It’s no secret that the online performance of some Nintendo Switch Online-supported titles leaves much to be desired, with Smash Bros. Ultimate and Splatoon 2 immediately coming to mind. While they are impeccably crafted in terms of pure fun and mechanical depth, their online performance can often hurt an otherwise amazing experience. Thankfully, a dataminer going by the name of thomasnet_mc on Twitter has discovered that that may begin to change very soon.
Nintendo’s online games have been running on an internally developed middleware called NEX for about 18 years now, and according to Thomas, that system is apparently set to be replaced with an upgraded middleware called NPLN. Thomas dumped the files from the recent Monster Hunter Rise demo, and upon investigation of the game’s code, found that this new middleware was in full effect for the title. It’s assumed that the demo was used as a testbed by Nintendo to see how the new system would perform under load.
You may be wondering just what middleware is and why it’s important, so here’s a quick and super simplified explanation:
There’s all sorts of middleware that serve varying purposes in games from physics calculations to networking. Online games use server-side middleware such as NEX to communicate between the game and the online server and/or other players. In this case, the middleware facilitates the matchmaking and connection, but is in no way responsible for maintaining a game’s net code or performance in a peer-to-peer setting. What this means is that the upgrades which come with the shift to NPLN will affect the quality of matches found, as well as the support for more diverse network environments, but will not fix problems such as the slowdown experienced in Smash Bros. or communication errors in Splatoon outright. It can, however, potentially curb their frequency by providing improved matchmaking across varying networks.
According to Thomas, online games running on the newer middleware will perform “notably better than other games,” as well as be compatible with mobile data and NAT environments that were previously incompatible with the old framework. It goes without saying that improved performance in general is already a big deal. However, it’s important to also take note of the improved support for varying network types — which is a much bigger deal than it appears on the surface. Third-party games like Fortnite and Overwatch already support mobile data and stricter NAT settings when playing online, while Nintendo’s own online efforts often do not.
With the Switch being a fully-portable system, it’s important for it to be flexible with its online network support. NPLN’s ability to take advantage of more diverse networks has the potential to improve the overall player experience from the moment they connect to Nintendo Switch Online, and I’m personally really excited by that possibility.
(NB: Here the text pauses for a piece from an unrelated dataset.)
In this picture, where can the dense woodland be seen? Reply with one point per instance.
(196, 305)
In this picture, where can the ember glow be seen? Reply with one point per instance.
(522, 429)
I’ll never forget missing out on the first Ketchup versus Mayo Splatfest on Splatoon 2 due to being away on vacation. Where I was staying had shoddy Wi-Fi that could barely last an entire match, and the game itself didn’t support my much more reliable mobile hotspot.
Thankfully, it appears that that could no longer be an issue if already released games are brought up to speed. Though, it’s worth noting that there’s no guarantee for said games to receive patches to support the new middleware, and older titles may simply continue to use NEX until a sequel is released that will support the new system at launch.
One lingering question is what this means for online games on the 3DS and Wii U, which will almost certainly continue to use NEX. For Nintendo to leave the old middleware behind entirely, they would need to update every Switch game that uses it — which could prove to be a massive undertaking. Though, with how Nintendo’s focus is completely on the Switch and continuing its rampant success, that may not be outside of the realm of possibility. Should that wave of updates occur, it’s safe to assume that it wouldn’t be too long before we received news of those older servers going offline for good.
While this discovery is excellent news for Nintendo Switch owners and the overall future of Nintendo, it may signal the beginning of the end for the 3DS and Wii U’s online functionality. Until that fateful day inevitably arrives, make sure to keep your legacy systems close to your heart, and maybe get in a few races on Mario Kart 7 while you still can.